1. TRANSLATE the problem information

• Given information:
  • Circle with center O
  • Points P and Q on the circle
  • Triangle OPQ formed
  • Angle POQ = 104°
  • Need to find angle OQP

2. INFER the key geometric relationship

• Since P and Q are on the circle and O is the center, OP and OQ are both radii
• All radii of a circle are equal, so \(\mathrm{OP} = \mathrm{OQ}\)
• This makes triangle OPQ isosceles with equal sides OP and OQ

3. INFER the angle relationship

• In an isosceles triangle, the angles opposite the equal sides are equal
• Since \(\mathrm{OP} = \mathrm{OQ}\), the angles opposite these sides are equal
• Therefore: \(\angle\mathrm{OPQ} = \angle\mathrm{OQP}\)

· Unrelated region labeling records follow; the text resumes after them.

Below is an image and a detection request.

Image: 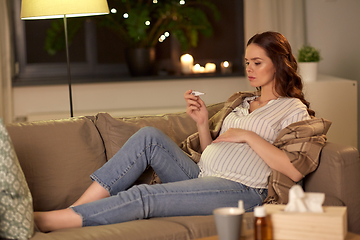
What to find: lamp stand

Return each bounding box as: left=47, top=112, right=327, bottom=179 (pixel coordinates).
left=64, top=14, right=74, bottom=117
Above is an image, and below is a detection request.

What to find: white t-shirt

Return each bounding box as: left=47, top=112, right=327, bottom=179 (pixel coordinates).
left=198, top=97, right=310, bottom=188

4. TRANSLATE into an algebraic equation

• Sum of angles in triangle = 180°
• \(\angle\mathrm{POQ} + \angle\mathrm{OPQ} + \angle\mathrm{OQP} = 180°\)
• Since \(\angle\mathrm{OPQ} = \angle\mathrm{OQP}\), let's call this value x
• So: \(104° + \mathrm{x} + \mathrm{x} = 180°\)

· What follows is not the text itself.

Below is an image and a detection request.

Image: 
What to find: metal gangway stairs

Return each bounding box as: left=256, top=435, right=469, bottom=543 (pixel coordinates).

5. SIMPLIFY to find the answer

• \(104° + 2\mathrm{x} = 180°\)
• \(2\mathrm{x} = 180° - 104° = 76°\)
• \(\mathrm{x} = 38°\)

Answer: B) 38

Why Students Usually Falter on This Problem

Most Common Error Path:

Missing conceptual knowledge: Not recognizing that OP and OQ are radii of the circle, so they must be equal.

Students may treat this as a general triangle and try to use other relationships or get confused about which angles to work with. Without recognizing the isosceles nature of triangle OPQ, they can't apply the crucial property that base angles are equal.

This leads to confusion and guessing among the answer choices.

Second Most Common Error:

Weak INFER skill: Confusing which angles are equal in an isosceles triangle.

Some students know it's isosceles but incorrectly think that angle POQ equals one of the base angles, rather than understanding that the two base angles (OPQ and OQP) are equal to each other. They might set up: \(\angle\mathrm{POQ} = \angle\mathrm{OQP}\), leading to \(104° = \angle\mathrm{OQP}\).

This may lead them to select Choice E (104).

The Bottom Line:

This problem requires recognizing the special properties that emerge when a triangle is formed by connecting the center of a circle to two points on the circumference. The key insight is that radii create isosceles triangles.